Sentinel filter and split transformations, and when to keep writing custom DCRs

For a long time, the answer to “how do I drop noisy events at ingestion in Sentinel” was the same: write a custom Data Collection Rule transformation, author the KQL, deploy the DCR, and maintain it as a JSON artefact. That is still the right answer for parsing, masking, schema shaping, and enrichment. It is now no longer the optimal route for simple “keep this, discard that, route the rest” decisions, because Microsoft has shipped two productised features that handle the common cases from the Defender portal’s Sentinel table UI: filter transformations and split transformations.

The two features are both DCR transformations under the hood. The reason to know they exist as separate features is that Microsoft has built explicit cost and behavioural guarantees around them that do not apply to a hand-rolled DCR.

What filter and split do

Both features live on the table itself in the Defender portal under Microsoft Sentinel > Configuration > Tables, and both are supported on any table that supports DCRs. Split has the additional requirement that the table must support Analytics-only ingestion, data-lake-only ingestion, and DCRs.

Filter discards data during ingestion. You author a KQL expression that evaluates to true for the data you want to throw away. From Microsoft’s how-to:

“Filters filter data out. Data matching the filter condition is discarded and isn’t ingested to either Analytics or Data lake tiers.”

Multiple filter conditions on the same table combine with logical OR. Any record matching any condition is dropped.

Split routes records between Analytics and the data lake. You author a KQL expression that defines which records land in Analytics. Anything that does not match goes to the data lake tier only. Data sent to Analytics is also mirrored to the lake, so split is not destructive: the only thing it changes for non-matching records is which tier they live in.

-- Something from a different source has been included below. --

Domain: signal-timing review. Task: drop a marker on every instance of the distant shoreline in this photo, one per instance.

The lake-only portion of the split lands in a separate table:

“The split data ingested into the Data lake tier goes into a separate table with the same name as the original table but with an ‘_SPLT’ suffix. For example, if you apply a split rule to the ‘FirewallLogs’ table, the data routed to the Data lake tier is ingested into a separate ‘FirewallLogs_SPLT’ table.”

Every analytic rule, workbook, hunting query, or downstream consumer that references the original table name keeps seeing only the Analytics portion of the split. The lake-only portion is reachable, but only via the _SPLT table name. Audit your saved queries before you turn on a split rule on a table that anything downstream depends on.

Transformation cost on a Sentinel workspace

The generic Azure Monitor transformations doc states a 50% threshold rule:

“If a transformation reduces the ingested data by more than 50%, you’re charged for the amount of filtered data above 50%.”

The worked example uses 20 GB of incoming data. Drop 12 GB, get billed for 2 GB of processing (the volume dropped above the halfway point). Drop 8 GB, get billed for 0 GB.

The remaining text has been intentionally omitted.